IIF tarafından GOÜ fon akımları raporu Eylül ayı için açıklandı. Gidişat, artı bölgedeki seyrine rağmen toplam çeyrek bazlı incelendiğinde farklı sonuçlara işaret ediyor. Buna göre, yılın dokuzuncu ayında kapsam dahilindeki gelişmekte olan ülkelere toplamda 2.1 milyar dolar portföy girişi gerçekleşmiş. Ağustos rakamı olan 0.7 milyar doların 2 katından biraz fazla. Ay içerisindeki git-gel durumu varlık dağılımlarına da yansımış: Hisse grubundan 10.8 milyar dolar ile Mart ayından bu yana ilk kez çıkış olurken, borçlanma senetlerine 12.9 milyar dolar ile son 3 ayın yükseğinde giriş oluyor. Anlamı ise basit: Eylül’deki dalgalanma fonların dağılımına net şekilde sirayet etmiş. Özellikle hisselerdeki çıkış ve boyutunu göz ardı etmemek gerek. Böylece pandeminin yer aldığı ikinci çeyrekte 70 milyar dolar düzeyinde gerçekleşen fon akışı Temmuz-Eylül döneminde 16.3 milyar dolara geriliyor, hisselerden ise 1.9 milyar dolar çıkış gerçekleşiyor. Resmi farklı açılardan okumak mümkün: GOÜ grubuna yönelik fon akışı devam ediyor. Bu kısım bardağın dolu tarafı. Öte yandan ivmesi yavaşlıyor, daha seçici davranıyor, üstelik 2008-09’da alışık olduğumuz şekilde davranış göstermiyor. Yinelemekte fayda var; gelişmekte olan ülkeler bu kez global para politikalarındaki gevşemeden dün olduğu şekilde nemalanmakta güçlük çekiyor. Zira kendileri de aynı politikaları devreye alırken, reel faiz makasları daralıyor, makro açıdan zorlandıkları zayıf tarafları ile pandemiye yakalanmış olmanın sancılarını çekiyorlar. Net mi? Net.

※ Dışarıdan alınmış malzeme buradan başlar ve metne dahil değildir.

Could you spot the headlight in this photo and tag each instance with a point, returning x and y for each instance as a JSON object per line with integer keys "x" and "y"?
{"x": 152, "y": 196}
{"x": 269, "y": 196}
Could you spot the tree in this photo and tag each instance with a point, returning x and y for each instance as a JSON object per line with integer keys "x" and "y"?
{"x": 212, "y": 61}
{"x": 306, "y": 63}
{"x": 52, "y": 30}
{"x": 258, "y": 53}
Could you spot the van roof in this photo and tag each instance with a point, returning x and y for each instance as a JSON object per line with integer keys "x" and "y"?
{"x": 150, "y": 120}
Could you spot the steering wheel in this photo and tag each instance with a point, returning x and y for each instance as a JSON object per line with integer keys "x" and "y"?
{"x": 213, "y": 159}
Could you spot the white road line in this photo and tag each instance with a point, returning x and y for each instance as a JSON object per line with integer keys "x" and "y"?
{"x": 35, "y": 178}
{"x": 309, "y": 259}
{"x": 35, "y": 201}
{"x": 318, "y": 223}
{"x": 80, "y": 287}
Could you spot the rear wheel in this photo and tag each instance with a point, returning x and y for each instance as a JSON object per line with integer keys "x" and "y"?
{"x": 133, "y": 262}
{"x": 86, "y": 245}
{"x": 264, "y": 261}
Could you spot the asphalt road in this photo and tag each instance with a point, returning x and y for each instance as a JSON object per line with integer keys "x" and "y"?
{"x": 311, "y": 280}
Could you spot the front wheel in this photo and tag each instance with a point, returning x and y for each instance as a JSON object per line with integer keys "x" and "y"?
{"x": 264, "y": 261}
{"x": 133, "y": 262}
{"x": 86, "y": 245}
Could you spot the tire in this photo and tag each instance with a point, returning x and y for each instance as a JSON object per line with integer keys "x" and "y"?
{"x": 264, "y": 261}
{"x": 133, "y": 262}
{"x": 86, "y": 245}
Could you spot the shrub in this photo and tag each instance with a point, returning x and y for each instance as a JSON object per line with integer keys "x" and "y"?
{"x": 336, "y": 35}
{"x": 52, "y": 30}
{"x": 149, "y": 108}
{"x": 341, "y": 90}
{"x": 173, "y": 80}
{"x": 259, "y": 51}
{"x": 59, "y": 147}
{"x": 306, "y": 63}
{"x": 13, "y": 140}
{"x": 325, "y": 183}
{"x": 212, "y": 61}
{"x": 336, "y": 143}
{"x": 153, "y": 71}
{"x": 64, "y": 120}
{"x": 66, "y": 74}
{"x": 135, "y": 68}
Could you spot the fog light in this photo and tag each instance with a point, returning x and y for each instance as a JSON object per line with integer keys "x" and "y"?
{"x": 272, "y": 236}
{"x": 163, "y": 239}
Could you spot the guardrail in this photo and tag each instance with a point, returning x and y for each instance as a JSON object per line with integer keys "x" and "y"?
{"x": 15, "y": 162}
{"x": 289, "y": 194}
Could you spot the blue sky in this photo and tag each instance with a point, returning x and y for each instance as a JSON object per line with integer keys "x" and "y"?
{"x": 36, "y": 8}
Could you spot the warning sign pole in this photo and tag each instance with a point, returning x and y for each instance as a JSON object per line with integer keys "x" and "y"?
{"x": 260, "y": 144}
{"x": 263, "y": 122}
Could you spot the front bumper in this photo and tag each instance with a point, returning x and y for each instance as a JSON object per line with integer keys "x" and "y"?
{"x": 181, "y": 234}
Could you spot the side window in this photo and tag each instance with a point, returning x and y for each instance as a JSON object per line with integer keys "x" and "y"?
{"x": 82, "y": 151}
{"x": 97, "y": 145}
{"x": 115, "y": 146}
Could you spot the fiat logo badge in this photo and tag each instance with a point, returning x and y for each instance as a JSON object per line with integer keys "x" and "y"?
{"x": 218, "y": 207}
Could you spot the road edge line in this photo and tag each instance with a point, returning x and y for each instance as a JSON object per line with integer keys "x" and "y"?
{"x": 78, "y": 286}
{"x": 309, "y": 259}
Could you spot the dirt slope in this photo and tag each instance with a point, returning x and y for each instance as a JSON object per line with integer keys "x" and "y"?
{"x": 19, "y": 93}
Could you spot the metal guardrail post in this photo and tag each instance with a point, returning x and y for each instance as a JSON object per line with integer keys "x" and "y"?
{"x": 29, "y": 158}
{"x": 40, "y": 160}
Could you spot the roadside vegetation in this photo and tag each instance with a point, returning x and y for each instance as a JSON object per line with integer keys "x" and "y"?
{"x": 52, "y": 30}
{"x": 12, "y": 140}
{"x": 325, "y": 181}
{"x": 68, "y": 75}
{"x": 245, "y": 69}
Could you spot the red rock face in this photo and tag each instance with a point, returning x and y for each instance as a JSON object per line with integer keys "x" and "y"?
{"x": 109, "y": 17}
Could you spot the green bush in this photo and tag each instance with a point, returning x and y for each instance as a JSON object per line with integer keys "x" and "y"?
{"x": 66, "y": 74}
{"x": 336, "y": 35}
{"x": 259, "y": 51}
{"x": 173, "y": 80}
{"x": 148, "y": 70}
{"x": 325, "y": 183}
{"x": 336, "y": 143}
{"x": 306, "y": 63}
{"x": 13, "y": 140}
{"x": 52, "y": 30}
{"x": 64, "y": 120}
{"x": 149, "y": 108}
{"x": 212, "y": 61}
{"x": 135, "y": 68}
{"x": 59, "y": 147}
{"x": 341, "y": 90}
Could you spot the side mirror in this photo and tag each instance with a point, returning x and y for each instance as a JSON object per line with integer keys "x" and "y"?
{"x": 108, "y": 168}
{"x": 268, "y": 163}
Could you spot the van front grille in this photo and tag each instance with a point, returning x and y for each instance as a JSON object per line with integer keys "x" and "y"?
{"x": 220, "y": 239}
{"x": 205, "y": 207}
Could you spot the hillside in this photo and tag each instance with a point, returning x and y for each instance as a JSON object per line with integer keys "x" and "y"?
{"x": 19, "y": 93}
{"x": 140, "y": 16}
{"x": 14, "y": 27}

Diğer husus ise 24 Eylül’de gerçekleştirilen PPK toplantısından bu yana atılan normalleşme adımları ve önemli detayları. Şubat’tan bu yana ilk kez Türk Hazinesi dış borçlanmaya gitme kararı aldı ve 2.5 milyar dolar, 5 yıl vadeli USD cinsi satış yapıldı. Yüzde 6.4 getiri bir yana ABD tahvili üzerindeki maliyet daha önceki satışa kıyasla yükseldi, +608.7bp oldu. Bu hamlenin sembolik açıdan barındırdığı mesajlar var. İlk olarak, Mayıs-Haziran dönemlerinde beklenen ihraçların tercih edilmemesi ve Ekim ayının seçilmesi önemli. Ayrıca, TCMB & BDDK’nın piyasanın genelinde kabul gören normalleşme adımları sonrasında bu tarz bir hamle yapılması çok daha önemli. Öte yandan bir diğer önemli başlık ise TCMB’nin 2 Ekim haftasına ait açıkladığı yurtdışı yerleşiklerin menkul kıymet hareketleri. 610.1 milyon dolar girişin gerçekleşmesi, üstelik ağırlıklı kısmının 479 milyon dolar DİBS kaleminden gelmesi. Dikkat: Bahsettiğimiz sürecin tamamı birbiri ile bağlantılı. Trend mi? Henüz erken.
Peki, bundan sonrası? Güzel ve yerinde bir soru. Madem karşılık bulan adımlardan bahsediyoruz, devamını beklemek de gayet doğal. Gerek para politikasında gerekse düzenleyici kurum nezdinde.